If you’re age 70 ½ or older –– you may be able to take advantage of an important incentive for charitable giving. Congress has re-authorized the provision that allows donors to make gifts from their IRA accounts to one or more charities, without first incurring income tax on the withdrawal. This means that you can direct that amount to Community Storehouse with no federal income tax liability! The IRA Rollover may provide you with an excellent opportunity to make a gift during your lifetime from an asset that would be subject to multiple levels of taxation if it remained in your taxable estate.
To qualify:
To qualify:
- You must be age 70 ½ or older at the time of gift.
- Transfers must be made directly from a traditional IRA account by your plan provider to Community Storehouse. Funds that are withdrawn by you and then contributed do not qualify. Gifts from 401k, 403b, SEP and other plans do not qualify.
- Your plan administrator may make the check out to Community Storehouse and mail the check to you. But you must postmark the check to us by December 31, 2011 for the 2011 tax year.
- Gifts must be outright. Distributions to donor-advised funds, certain supporting organizations, or life-income arrangements such as charitable remainder trusts and charitable gift annuities are not allowed.

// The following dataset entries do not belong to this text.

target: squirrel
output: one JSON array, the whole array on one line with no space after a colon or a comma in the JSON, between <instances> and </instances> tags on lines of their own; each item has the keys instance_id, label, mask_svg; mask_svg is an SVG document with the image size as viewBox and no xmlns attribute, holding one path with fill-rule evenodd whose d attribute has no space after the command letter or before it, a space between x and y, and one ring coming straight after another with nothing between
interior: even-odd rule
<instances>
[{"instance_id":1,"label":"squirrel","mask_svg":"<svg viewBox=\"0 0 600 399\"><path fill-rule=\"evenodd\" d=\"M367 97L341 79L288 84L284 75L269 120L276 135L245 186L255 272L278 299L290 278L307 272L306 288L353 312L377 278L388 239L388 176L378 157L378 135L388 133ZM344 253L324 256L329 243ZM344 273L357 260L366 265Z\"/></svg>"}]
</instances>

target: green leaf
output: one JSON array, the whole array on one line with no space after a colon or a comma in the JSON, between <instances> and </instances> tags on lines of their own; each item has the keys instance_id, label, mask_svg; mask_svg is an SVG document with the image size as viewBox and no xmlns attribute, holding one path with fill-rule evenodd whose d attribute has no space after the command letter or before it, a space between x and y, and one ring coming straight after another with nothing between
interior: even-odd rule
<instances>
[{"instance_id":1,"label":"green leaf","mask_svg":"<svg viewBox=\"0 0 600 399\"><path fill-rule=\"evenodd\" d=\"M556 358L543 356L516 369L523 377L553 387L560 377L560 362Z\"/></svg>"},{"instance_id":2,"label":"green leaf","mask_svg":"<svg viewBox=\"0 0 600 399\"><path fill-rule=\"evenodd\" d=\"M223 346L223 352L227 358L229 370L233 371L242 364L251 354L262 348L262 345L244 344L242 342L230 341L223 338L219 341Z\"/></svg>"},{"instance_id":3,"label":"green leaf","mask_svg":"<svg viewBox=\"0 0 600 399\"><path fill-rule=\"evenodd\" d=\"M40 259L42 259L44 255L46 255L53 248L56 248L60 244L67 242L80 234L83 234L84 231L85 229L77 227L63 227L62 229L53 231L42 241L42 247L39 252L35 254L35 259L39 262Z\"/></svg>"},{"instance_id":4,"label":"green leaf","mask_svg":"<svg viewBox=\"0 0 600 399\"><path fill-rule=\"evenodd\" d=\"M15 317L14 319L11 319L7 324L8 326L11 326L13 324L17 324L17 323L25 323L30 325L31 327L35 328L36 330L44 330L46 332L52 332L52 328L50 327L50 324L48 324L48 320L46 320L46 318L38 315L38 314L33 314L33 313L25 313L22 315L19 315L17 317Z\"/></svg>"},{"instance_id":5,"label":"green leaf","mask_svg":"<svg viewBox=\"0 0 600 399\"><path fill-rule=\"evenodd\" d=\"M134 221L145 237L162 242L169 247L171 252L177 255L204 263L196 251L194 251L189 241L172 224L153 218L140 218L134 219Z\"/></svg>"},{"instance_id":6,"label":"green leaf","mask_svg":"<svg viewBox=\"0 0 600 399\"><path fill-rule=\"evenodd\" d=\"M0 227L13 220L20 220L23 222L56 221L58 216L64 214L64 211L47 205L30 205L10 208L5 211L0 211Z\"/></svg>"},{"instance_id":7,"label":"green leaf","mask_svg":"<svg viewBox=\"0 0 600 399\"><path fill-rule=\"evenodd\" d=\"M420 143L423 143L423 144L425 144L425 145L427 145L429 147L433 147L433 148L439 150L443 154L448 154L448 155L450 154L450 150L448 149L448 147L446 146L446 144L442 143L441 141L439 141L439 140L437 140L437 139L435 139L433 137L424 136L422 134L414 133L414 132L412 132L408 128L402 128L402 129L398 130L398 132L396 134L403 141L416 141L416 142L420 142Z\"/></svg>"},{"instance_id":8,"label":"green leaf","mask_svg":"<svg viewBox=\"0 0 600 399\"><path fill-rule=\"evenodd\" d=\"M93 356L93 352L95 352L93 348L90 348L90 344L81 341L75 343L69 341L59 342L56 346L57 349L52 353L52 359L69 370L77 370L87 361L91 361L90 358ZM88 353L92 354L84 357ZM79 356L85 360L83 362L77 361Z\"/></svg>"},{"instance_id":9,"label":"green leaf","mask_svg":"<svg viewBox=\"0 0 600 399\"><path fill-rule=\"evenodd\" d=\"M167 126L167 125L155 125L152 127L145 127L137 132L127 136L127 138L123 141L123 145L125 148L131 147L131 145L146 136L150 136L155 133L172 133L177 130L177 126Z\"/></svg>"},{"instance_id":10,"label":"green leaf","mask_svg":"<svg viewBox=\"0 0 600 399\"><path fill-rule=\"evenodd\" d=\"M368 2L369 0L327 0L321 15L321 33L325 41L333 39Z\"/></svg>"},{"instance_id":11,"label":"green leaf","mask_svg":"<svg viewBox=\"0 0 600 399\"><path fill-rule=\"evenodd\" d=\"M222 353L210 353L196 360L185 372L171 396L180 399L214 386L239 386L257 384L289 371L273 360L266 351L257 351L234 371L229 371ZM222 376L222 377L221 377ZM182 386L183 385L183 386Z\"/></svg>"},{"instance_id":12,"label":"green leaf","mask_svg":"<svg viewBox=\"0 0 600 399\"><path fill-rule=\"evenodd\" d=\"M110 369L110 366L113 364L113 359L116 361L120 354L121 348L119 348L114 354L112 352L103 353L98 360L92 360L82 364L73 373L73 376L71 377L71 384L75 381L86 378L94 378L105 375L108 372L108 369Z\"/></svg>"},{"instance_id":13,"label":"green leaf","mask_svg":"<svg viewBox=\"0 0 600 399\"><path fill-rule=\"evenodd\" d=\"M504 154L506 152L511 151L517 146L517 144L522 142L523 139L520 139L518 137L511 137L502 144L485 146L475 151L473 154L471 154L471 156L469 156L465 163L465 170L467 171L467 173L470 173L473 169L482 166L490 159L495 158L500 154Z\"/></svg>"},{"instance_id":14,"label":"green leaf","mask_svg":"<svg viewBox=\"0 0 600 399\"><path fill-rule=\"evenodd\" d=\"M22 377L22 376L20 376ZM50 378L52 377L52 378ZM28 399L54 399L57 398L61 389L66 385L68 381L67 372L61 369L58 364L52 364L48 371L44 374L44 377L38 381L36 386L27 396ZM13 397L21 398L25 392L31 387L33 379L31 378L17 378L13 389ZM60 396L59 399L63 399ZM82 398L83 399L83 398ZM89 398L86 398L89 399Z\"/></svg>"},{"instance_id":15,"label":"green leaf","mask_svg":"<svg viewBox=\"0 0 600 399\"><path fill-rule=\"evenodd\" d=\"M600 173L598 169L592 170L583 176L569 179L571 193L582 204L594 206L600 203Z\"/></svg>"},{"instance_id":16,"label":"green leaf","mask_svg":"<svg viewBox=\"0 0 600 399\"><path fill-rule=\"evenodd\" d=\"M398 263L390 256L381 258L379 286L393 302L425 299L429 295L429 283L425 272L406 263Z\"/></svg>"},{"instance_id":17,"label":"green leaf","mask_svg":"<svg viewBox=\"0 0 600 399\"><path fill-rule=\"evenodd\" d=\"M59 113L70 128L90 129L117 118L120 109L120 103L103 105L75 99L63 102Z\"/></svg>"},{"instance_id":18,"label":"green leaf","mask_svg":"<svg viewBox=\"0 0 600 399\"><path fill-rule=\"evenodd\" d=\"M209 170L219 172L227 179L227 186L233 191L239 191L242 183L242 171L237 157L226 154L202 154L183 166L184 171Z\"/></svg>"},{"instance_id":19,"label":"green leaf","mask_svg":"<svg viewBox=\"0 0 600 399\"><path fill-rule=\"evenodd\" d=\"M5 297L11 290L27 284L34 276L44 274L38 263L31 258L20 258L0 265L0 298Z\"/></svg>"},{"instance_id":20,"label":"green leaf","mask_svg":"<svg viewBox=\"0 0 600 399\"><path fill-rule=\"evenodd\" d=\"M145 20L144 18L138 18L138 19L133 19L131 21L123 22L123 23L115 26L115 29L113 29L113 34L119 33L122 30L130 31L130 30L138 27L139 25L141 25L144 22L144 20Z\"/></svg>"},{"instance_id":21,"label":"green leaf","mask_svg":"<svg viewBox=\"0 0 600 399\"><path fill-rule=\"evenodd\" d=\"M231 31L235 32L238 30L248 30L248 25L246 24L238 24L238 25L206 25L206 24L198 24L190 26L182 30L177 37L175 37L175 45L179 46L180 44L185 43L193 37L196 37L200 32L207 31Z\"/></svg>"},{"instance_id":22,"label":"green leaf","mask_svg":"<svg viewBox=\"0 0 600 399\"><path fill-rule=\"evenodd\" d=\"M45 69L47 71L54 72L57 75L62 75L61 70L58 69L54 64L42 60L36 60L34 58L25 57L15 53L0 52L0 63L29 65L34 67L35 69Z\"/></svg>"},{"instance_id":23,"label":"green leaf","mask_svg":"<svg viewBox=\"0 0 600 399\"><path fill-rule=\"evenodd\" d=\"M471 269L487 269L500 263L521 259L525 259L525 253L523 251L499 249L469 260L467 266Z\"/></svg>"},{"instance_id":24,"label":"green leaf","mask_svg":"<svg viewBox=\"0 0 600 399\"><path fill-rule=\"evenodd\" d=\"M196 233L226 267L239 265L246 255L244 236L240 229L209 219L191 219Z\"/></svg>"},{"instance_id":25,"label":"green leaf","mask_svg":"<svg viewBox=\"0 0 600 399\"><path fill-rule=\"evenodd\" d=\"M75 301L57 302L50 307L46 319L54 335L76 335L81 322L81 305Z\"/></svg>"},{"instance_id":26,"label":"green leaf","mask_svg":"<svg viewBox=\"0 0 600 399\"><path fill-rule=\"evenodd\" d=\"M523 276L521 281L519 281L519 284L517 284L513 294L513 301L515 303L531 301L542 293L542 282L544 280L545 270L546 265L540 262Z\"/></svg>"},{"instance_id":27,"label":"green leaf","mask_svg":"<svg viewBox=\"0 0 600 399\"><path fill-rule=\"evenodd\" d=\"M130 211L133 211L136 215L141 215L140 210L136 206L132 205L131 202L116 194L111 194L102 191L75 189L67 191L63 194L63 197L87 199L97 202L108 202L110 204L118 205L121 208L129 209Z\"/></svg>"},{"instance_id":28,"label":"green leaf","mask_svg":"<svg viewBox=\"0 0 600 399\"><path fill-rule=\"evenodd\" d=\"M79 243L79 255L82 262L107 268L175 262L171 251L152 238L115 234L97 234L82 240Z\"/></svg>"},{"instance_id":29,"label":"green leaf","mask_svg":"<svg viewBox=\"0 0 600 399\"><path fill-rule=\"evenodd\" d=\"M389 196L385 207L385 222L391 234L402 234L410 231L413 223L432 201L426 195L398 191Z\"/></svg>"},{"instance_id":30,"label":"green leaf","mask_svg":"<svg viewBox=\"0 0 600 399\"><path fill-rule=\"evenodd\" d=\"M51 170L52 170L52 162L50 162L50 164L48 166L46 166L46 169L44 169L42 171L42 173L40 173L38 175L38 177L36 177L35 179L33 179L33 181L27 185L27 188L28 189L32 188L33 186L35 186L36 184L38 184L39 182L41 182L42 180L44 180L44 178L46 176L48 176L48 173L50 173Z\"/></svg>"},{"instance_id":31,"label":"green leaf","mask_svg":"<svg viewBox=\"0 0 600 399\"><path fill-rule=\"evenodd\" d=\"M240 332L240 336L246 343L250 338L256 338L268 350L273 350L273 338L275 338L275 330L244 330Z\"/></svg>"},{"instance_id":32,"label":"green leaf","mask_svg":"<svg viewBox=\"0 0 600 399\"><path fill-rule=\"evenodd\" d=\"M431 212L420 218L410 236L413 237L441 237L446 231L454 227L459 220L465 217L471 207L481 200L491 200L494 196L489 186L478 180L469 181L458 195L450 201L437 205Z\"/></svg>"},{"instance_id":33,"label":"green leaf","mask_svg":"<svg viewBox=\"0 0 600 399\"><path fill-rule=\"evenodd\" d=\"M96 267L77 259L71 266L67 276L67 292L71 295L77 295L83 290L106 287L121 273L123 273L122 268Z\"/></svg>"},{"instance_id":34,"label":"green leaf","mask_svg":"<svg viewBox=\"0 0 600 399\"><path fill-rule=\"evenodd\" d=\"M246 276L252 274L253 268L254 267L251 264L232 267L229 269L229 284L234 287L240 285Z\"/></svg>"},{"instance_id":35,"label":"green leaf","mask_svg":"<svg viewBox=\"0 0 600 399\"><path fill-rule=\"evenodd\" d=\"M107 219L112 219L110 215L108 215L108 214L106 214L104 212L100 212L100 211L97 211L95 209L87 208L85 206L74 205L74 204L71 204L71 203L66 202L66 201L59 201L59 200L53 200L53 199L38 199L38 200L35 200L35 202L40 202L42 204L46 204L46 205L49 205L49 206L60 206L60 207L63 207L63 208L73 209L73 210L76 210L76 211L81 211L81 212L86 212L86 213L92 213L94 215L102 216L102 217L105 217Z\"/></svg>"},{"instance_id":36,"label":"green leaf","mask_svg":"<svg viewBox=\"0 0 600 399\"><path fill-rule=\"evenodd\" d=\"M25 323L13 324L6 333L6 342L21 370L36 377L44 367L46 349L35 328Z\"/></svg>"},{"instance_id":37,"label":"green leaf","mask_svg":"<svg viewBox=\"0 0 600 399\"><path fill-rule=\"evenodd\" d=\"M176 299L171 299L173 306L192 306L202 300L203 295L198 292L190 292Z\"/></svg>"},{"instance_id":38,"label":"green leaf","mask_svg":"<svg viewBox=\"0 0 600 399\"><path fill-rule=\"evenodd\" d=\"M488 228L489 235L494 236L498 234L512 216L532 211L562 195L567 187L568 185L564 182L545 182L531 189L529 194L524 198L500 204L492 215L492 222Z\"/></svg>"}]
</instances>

Benefits – Qualified Charitable Distributions:
- Can total up to $100,000;
- Are not included in your gross income for federal income tax purposes on your IRS Form 1040 (no charitable deduction is available, however);
Example:
Suppose John has $500,000 in an IRA and he also wants to contribute $20,000 to Community Storehouse. He can authorize the administrator of his IRA to transfer $20,000 to Community Storehouse and $5,000 to himself. The $20,000 distributed to Community Storehouse will not be subject to federal tax and will be counted toward his annual minimum required distribution.